Gak Nyangka! Di Game Cewek, Aku Jadi Legenda Pedang - Chapter 104
Bab 104
Mendera!
“Aduh!”
Aku menampar keningnya sebagai tanda disiplin karena berteriak ‘Penggandaan Batu Mana!’
“Aduh… Sakit…”
Air mata Lim Ga-eul menggenang lebih dari yang diperkirakan akibat benturan tersebut.
“Tentu saja, jika kau junior saya, kau bisa memukulku sesukamu… Tapi tetap saja, bisakah kau memberitahuku mengapa kau memukulku?”
Dia bertanya sambil mengusap dahinya yang memerah.
“Apakah kamu benar-benar tidak tahu?”
‘Ugh, si bodoh ini.’
“Ya, kenapa kamu memukulku?”
Dia bertanya, dahinya terasa geli.
“Karena kau pantas mendapatkannya. Senpai. Aku bahkan tidak tahu di mana bisa mendapatkan Pengisi Batu Mana.”
“…Benar-benar?”
“Ya, dan bahkan jika aku menemukannya, dibutuhkan sekitar dua minggu untuk mengisi penuh batu mana kelas tinggi.”
“…Dua minggu? Bukankah itu sudah cukup?”
Aku menatapnya dengan tatapan dingin.
Kali ini, dibutuhkan sekitar seminggu untuk menghabiskan batu mana tingkat tinggi sepenuhnya, jadi jika dia menggunakannya lebih hemat, dia bisa menggunakannya selama sekitar dua minggu. Mungkin itulah yang dia pikirkan.
Tapi aku yakin itu tidak akan pernah terjadi.
Rencana penuh harapan yang diusungnya itu kini mengingatkan saya pada diri saya sendiri di masa lalu.
-Wah, kali ini aku harus menggambar. Aku sudah mengumpulkan banyak sekali item dari hadiah harian. Kalau aku hanya menggambar dari item-item ini, maka gratis.
Velvet School Life adalah gim gacha bertema gadis cantik. Kamu harus mendapatkan karakter dan item melalui gacha, tetapi secara teori, kamu bisa menikmati menggambar hanya dari hadiah yang diberikan karena kehadiran.
-Terakhir kali, butuh 80 kali percobaan. Kali ini, mari kita lakukan dalam 40 kali! Kumohon, berhasil kali ini!
Tapi cara kerjanya bukan seperti itu.
Keinginan manusia tidaklah rasional. Keinginan mereka lebih mirip dengan keinginan binatang.
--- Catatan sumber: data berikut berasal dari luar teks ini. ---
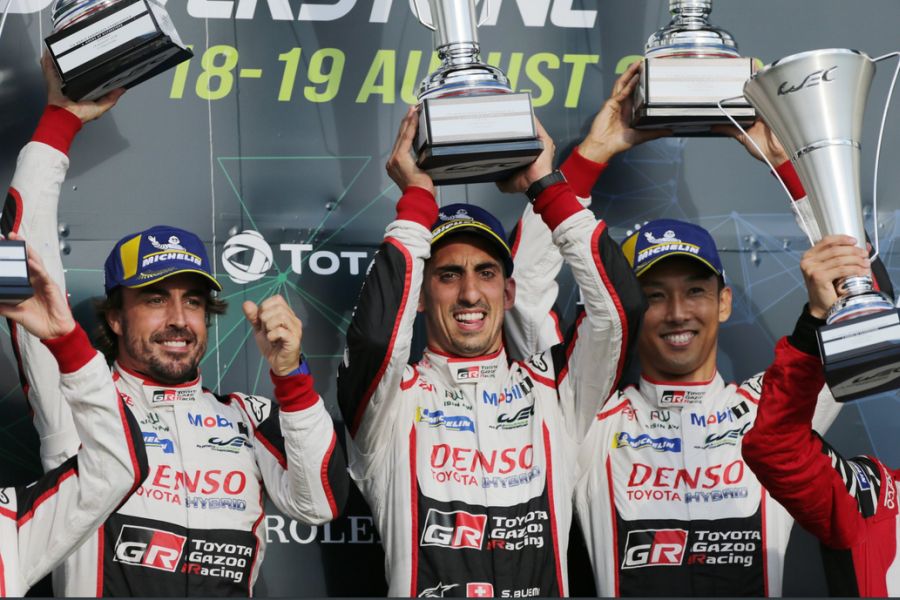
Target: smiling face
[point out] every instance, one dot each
(679, 334)
(464, 297)
(161, 328)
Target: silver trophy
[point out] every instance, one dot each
(814, 103)
(689, 66)
(101, 45)
(472, 127)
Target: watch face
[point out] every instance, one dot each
(535, 189)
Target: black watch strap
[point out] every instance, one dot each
(536, 188)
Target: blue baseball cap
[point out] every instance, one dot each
(663, 238)
(152, 255)
(467, 218)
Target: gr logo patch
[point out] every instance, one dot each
(654, 548)
(152, 548)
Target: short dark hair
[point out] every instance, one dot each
(106, 340)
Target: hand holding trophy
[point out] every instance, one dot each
(814, 103)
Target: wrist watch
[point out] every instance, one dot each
(536, 188)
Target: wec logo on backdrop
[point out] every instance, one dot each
(248, 257)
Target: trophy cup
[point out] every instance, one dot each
(14, 284)
(472, 127)
(689, 66)
(101, 45)
(814, 104)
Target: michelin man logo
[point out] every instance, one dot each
(247, 257)
(667, 238)
(173, 244)
(461, 215)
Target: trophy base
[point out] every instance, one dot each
(861, 356)
(682, 94)
(690, 122)
(477, 163)
(859, 305)
(14, 294)
(474, 139)
(123, 46)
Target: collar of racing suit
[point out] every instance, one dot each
(454, 370)
(675, 395)
(154, 393)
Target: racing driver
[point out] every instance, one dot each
(466, 459)
(194, 526)
(667, 504)
(42, 523)
(850, 505)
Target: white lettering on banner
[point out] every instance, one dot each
(534, 13)
(247, 257)
(345, 530)
(315, 259)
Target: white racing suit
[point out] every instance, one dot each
(42, 523)
(195, 526)
(469, 464)
(666, 502)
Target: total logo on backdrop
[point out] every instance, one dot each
(248, 257)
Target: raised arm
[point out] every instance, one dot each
(824, 492)
(588, 369)
(57, 513)
(31, 209)
(532, 324)
(297, 449)
(380, 332)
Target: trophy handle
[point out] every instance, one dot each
(419, 15)
(5, 13)
(486, 12)
(808, 229)
(887, 106)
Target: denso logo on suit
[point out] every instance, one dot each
(667, 483)
(457, 530)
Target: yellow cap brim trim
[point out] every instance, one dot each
(644, 268)
(472, 225)
(216, 284)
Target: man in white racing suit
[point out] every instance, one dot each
(195, 527)
(467, 459)
(666, 502)
(42, 523)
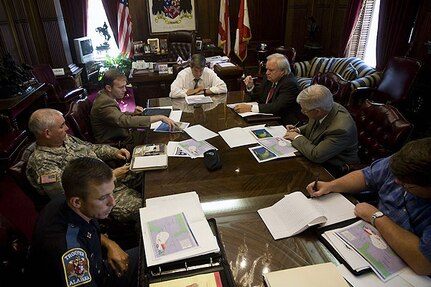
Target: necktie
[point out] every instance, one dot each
(196, 83)
(270, 93)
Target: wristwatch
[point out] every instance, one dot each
(376, 215)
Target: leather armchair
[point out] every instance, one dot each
(181, 43)
(382, 131)
(339, 87)
(395, 86)
(58, 97)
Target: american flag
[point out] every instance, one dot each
(124, 29)
(224, 27)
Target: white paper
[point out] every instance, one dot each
(406, 279)
(238, 136)
(247, 114)
(187, 203)
(200, 133)
(174, 150)
(335, 207)
(175, 116)
(198, 99)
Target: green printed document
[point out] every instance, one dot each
(368, 242)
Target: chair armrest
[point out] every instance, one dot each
(73, 94)
(359, 95)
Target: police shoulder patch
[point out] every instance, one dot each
(76, 267)
(48, 178)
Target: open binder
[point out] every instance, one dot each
(203, 264)
(328, 245)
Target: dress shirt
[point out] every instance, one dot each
(185, 81)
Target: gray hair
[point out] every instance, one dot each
(316, 96)
(41, 120)
(282, 62)
(198, 61)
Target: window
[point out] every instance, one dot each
(97, 20)
(362, 43)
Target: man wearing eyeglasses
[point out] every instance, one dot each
(403, 214)
(330, 136)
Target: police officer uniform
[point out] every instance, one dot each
(66, 250)
(46, 164)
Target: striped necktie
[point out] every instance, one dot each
(196, 83)
(270, 93)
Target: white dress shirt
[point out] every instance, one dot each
(185, 81)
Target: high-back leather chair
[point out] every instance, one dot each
(395, 86)
(78, 119)
(336, 84)
(181, 43)
(58, 98)
(382, 131)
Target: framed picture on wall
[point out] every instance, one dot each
(147, 49)
(167, 16)
(154, 45)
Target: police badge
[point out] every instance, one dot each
(76, 267)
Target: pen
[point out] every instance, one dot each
(315, 183)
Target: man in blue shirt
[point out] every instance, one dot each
(403, 215)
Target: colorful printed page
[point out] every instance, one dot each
(170, 234)
(204, 280)
(368, 242)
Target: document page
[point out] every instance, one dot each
(291, 215)
(200, 133)
(166, 206)
(335, 206)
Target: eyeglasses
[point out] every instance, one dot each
(307, 111)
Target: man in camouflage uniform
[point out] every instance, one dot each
(55, 148)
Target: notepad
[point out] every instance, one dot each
(295, 213)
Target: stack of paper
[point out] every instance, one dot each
(167, 238)
(295, 213)
(322, 275)
(198, 99)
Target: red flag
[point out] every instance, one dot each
(124, 29)
(243, 32)
(224, 27)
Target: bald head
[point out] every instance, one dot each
(43, 119)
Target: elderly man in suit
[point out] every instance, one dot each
(277, 92)
(330, 136)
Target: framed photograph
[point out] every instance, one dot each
(163, 46)
(167, 16)
(198, 45)
(163, 69)
(138, 47)
(147, 49)
(154, 45)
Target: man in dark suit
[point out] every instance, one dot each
(330, 136)
(277, 92)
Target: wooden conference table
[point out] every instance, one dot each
(233, 194)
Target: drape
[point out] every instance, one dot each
(75, 17)
(396, 19)
(351, 17)
(111, 13)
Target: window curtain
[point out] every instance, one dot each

—Oh, benar. Aku sudah menggunakan semua hadiah kehadiran? Oh, begitu, awalnya aku hanya akan menggunakan hadiah gratis. Aku tidak akan mengeluarkan uang lagi.
100 kali undian.
200 kali undian.
300 kali undian…
Lokomotif yang lepas kendali.
Rasa hampa yang kurasakan ketika gaji bulananku habis dalam sekejap sungguh mencengangkan.
-Fiuh, tidak apa-apa, kan? Bahkan jika saya untung sekarang, saya hanya membeli dengan harga pokok. Nilai yang diharapkan awalnya 500.000 won…! Ini bukan kerugian! Bukan!
-Sudah menghabiskan 700.000 won, tapi aku tidak bisa berhenti di sini. Mari kita isi sampai 1.000.000 won lalu undian.
-Aku sudah kalah sebanyak ini, aku tidak bisa menyerah sekarang… Kalaupun aku akan jadi idiot, menang atau kalah, aku lebih memilih jadi idiot yang menang!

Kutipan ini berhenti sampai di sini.